Entonces, al crear ese liderazgo salvadoreño se podría replicar lo que ha venido haciendo todos estos años Coreatown, “es ver la posibilidad de que la comunidad salvadoreña pudiera aprovechar parte de esa plataforma que la comunidad coreana ha logrado en EUA”, asegura Lee.

La idea es buscar unidades y diferentes aspectos en donde ambas comunidades puedan trabajar de forma conjunta por el bien de la ciudad de Los Ángeles y el de ellas mismas, “como dos comunidades vecinas en la ciudad de Los Ángeles, tanto Corea Town como el Corredor Salvadoreño, podemos ser de mayor impacto juntos aquí en los Estados Unidos y al mismo tiempo ser dos comunidades que pudieran fortalecer a las futuras generaciones”.

El pastor Lee, también es director de un programa latino de la Universidad World, donde creó el Centro de Liderazgo Latinoamericano, con una visión de utilizar la plataforma que logró la sociedad coreana para crear diferentes centros de formación juvenil dentro de la comunidad latinoamericana, “esperamos que esa plataforma pudiera ser una base tanto en la comunidad salvadoreña y latinoamericana aquí en los Estados Unidos”.

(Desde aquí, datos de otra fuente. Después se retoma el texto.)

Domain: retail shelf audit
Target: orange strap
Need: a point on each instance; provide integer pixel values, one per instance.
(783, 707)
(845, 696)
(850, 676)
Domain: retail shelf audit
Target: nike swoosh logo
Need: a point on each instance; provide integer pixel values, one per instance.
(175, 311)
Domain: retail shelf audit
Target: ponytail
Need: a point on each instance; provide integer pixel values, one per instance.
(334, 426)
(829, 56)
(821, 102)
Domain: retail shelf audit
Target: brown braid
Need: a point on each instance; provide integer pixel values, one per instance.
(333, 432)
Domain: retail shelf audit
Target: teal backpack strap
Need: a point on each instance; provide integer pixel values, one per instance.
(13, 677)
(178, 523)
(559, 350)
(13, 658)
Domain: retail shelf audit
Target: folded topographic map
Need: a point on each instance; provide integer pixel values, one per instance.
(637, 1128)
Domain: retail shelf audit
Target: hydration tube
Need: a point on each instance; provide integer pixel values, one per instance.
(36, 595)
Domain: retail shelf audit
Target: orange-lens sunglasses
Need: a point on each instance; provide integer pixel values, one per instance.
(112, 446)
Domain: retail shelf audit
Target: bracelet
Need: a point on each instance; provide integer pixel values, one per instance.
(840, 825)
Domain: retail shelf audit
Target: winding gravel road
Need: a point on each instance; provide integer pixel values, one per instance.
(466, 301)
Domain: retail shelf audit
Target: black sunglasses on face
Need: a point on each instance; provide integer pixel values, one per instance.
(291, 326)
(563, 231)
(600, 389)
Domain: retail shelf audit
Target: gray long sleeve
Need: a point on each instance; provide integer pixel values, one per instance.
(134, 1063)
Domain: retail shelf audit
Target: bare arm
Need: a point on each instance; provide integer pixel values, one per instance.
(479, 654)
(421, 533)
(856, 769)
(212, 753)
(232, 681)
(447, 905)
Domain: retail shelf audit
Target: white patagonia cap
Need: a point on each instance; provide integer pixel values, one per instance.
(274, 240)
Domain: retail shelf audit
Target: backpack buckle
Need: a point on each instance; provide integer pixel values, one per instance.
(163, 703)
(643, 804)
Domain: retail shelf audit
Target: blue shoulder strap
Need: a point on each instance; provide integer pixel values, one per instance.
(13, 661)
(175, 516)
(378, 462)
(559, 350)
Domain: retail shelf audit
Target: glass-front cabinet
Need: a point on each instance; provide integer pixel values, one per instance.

El sueño es ver el liderazgo coreano dentro de diferentes áreas en los Estados Unidos y lograr una asociación salvadoreña-coreana y más adelante una latina-coreana “aplicar esos valores a la comunidad salvadoreña, no solo a la que se encuentra en El Salvador, sino también a la que se encuentra en Los Ángeles”.

Para finalizar, el pastor envió un mensaje a todos nuestros lectores “soñemos con ser instrumentos de Dios para la transformación de la sociedad, y que podamos ser instrumentos de esperanza y paz”.